Dzurilla, or 'Maco' as he was nicknamed by his teammates still holds the Czech league record for goalies with 571 games played during a 19 year period. He also represented Czechoslovakia 139 games. Only Jiri Holecek has played more games as a goalie for Czechoslovakia (164).
Dzurilla closed out his playing career in Germany where he played for Augsburger EV 1978-79 and SC Riessersee 1979-82.
Dzurilla never played for a North American team, although he was drafted by Edmonton Oilers of the WHA.
It surely wasn't a coincidence, because his older brother Ted had emigrated to Edmonton in 1969. Montreal's GM Sam Pollock was so impressed by Dzurilla's performance in the 1976 Canada Cup that he put him on Montreal's negotiation list although he was 34. Pollock said that Dzurilla showed him enough in that one game to warrant putting his name on the list. Dzurilla however never got permission to play in North America.

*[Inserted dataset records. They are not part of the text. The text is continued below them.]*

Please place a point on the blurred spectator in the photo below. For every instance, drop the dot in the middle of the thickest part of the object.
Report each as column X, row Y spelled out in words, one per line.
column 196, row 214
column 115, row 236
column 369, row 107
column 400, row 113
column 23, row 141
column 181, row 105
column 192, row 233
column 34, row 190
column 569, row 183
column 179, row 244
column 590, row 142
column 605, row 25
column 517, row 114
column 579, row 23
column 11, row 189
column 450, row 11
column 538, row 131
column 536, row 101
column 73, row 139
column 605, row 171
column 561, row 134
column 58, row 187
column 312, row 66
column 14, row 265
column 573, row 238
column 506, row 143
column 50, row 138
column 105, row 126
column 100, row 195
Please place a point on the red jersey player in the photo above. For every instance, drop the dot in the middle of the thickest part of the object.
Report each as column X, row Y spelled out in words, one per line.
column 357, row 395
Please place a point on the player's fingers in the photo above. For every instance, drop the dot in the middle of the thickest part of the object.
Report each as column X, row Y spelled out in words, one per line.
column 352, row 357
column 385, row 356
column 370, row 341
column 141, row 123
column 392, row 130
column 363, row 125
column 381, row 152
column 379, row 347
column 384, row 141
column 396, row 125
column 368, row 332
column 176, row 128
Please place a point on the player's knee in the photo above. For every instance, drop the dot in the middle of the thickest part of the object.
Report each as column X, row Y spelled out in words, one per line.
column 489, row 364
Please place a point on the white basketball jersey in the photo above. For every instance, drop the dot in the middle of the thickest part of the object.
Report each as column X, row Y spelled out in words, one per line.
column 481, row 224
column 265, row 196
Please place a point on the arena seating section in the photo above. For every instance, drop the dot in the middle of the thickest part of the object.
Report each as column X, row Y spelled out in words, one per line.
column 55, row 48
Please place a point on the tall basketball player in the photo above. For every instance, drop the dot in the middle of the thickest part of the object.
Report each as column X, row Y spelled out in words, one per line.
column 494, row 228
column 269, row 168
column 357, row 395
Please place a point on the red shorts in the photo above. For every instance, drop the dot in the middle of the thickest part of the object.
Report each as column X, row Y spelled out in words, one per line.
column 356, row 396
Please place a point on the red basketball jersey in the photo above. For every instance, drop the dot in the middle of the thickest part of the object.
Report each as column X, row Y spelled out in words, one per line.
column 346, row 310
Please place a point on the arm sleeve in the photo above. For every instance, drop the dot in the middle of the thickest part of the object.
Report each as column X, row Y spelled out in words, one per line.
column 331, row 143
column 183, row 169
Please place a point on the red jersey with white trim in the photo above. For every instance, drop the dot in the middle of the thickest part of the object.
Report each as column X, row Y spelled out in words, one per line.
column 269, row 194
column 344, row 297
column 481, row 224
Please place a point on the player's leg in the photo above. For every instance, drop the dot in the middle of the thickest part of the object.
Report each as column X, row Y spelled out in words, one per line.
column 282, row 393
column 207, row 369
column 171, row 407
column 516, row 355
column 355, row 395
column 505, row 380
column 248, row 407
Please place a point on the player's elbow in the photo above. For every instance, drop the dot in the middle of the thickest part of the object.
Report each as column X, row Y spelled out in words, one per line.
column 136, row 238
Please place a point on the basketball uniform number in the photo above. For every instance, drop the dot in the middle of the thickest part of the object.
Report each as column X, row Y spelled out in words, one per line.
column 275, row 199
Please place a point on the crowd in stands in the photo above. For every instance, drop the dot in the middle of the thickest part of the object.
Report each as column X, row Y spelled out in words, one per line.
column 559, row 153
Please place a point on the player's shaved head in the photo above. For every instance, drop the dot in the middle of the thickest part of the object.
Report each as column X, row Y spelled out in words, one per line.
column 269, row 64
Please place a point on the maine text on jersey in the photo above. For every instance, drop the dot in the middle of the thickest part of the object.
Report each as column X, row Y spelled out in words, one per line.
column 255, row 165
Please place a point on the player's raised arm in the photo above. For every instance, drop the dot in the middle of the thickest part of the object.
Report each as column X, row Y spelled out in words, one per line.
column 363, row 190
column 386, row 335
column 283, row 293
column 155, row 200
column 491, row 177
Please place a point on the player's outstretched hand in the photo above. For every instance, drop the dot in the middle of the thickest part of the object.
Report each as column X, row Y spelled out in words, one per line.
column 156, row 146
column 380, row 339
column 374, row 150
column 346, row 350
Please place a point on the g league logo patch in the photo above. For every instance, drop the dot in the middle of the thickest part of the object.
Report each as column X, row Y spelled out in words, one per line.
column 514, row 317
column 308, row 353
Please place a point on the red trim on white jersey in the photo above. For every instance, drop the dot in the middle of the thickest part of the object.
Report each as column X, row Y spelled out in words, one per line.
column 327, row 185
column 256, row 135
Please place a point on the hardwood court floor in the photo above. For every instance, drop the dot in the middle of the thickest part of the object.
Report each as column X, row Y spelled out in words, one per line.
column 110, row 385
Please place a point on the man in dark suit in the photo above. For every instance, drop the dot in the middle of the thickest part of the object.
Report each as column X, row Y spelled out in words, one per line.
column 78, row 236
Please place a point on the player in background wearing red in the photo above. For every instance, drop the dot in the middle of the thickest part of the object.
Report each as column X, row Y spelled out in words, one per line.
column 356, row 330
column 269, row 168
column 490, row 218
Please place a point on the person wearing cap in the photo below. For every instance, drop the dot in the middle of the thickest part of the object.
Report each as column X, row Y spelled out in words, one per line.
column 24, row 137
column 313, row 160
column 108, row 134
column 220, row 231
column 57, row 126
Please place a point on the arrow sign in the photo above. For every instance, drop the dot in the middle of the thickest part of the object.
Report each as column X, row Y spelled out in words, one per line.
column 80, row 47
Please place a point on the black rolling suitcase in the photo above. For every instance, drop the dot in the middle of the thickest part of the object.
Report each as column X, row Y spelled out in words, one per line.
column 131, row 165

Dzurilla was a master at cutting off the angles for opposing shooters. He had a good basic stance and lightning fast reflexes for a man his size. His weakness was that he had a habit of wandering out of the net when he was expecting a shot from outside. Canada's assistant coach Don Cherry noticed that and before the finals told his players about Dzurilla's eagerness to go far out. Eventually Darryl Sittler scored the overtime goal on one of Dzurilla's excursions out of his net.

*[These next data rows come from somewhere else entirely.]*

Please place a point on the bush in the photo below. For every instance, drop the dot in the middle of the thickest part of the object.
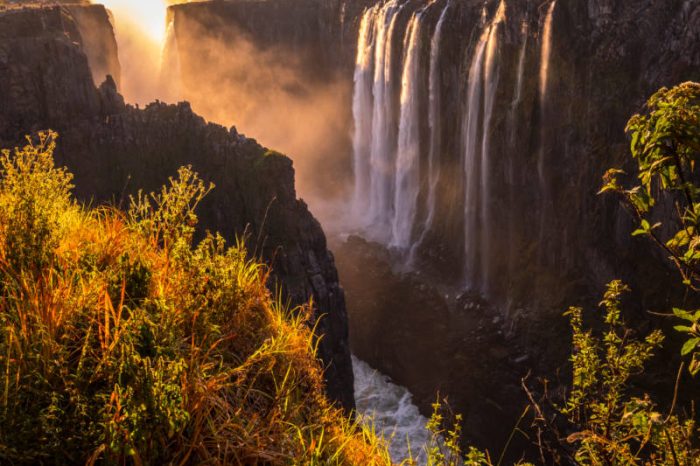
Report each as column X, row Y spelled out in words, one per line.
column 122, row 342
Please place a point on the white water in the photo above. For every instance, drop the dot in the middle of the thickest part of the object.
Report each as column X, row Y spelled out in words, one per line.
column 481, row 90
column 387, row 145
column 521, row 66
column 408, row 152
column 546, row 50
column 361, row 108
column 390, row 409
column 170, row 72
column 434, row 122
column 382, row 148
column 490, row 86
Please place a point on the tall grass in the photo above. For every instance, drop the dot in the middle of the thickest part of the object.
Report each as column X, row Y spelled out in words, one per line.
column 123, row 342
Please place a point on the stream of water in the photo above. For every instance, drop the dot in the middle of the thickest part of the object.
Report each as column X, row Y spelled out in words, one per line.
column 390, row 409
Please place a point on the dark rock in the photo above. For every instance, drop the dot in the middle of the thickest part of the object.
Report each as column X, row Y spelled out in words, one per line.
column 114, row 149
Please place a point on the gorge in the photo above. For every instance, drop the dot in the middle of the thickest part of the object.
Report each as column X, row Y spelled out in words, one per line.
column 452, row 150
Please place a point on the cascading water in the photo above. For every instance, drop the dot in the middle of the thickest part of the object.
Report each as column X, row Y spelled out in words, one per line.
column 408, row 152
column 482, row 85
column 490, row 87
column 434, row 169
column 546, row 51
column 387, row 138
column 546, row 197
column 390, row 410
column 361, row 108
column 170, row 73
column 382, row 147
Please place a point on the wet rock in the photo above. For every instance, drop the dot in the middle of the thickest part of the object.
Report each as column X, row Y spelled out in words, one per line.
column 114, row 149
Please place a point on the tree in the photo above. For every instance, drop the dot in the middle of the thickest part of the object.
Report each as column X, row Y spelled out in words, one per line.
column 665, row 199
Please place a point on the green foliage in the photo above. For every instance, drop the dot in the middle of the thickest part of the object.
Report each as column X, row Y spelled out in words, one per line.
column 603, row 422
column 665, row 143
column 122, row 342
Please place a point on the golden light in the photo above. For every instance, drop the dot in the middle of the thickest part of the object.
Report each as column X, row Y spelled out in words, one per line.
column 148, row 16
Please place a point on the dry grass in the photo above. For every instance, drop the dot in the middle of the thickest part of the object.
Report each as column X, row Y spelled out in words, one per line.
column 121, row 342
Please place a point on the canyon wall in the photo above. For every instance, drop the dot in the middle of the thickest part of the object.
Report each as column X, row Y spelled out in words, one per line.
column 478, row 135
column 114, row 149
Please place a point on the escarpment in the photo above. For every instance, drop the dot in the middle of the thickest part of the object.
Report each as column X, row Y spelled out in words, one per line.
column 46, row 82
column 516, row 108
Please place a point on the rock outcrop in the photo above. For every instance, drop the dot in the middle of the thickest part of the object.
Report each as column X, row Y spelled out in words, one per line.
column 114, row 149
column 552, row 240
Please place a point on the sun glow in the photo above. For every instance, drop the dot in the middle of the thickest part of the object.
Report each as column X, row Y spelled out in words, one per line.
column 148, row 16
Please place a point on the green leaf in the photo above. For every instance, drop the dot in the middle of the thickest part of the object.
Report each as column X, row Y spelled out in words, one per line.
column 689, row 346
column 683, row 314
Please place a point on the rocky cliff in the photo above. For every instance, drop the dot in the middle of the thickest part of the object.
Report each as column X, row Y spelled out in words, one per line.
column 113, row 148
column 549, row 87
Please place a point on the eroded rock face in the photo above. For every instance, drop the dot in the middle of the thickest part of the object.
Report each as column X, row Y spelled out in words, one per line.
column 114, row 149
column 554, row 242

After his playing career was over he became a trainer in Czechoslovakia, Switzerland and Germany. He was also IIHF's (International Ice Hockey Federation) official goalie instructor for young goalies in 1995. His last hockey game came in Stockholm in May of 1995 when the Swedish oldtimers played against the World oldtimer All-Stars. The ever popular Dzurilla, with the trademark smile on his face, won the player of the game award.
Unfortunately he suffered a fatal heart attack at his home in Düsseldorf, Germany on July 25,1995, only days before his 53rd birthday.
He was a legendary goalie in Europe and is without a doubt Slovakia's greatest goalie of all time. He had a hockey career that spanned over four decades, but he never had a better game than the night he shut out Team Canada.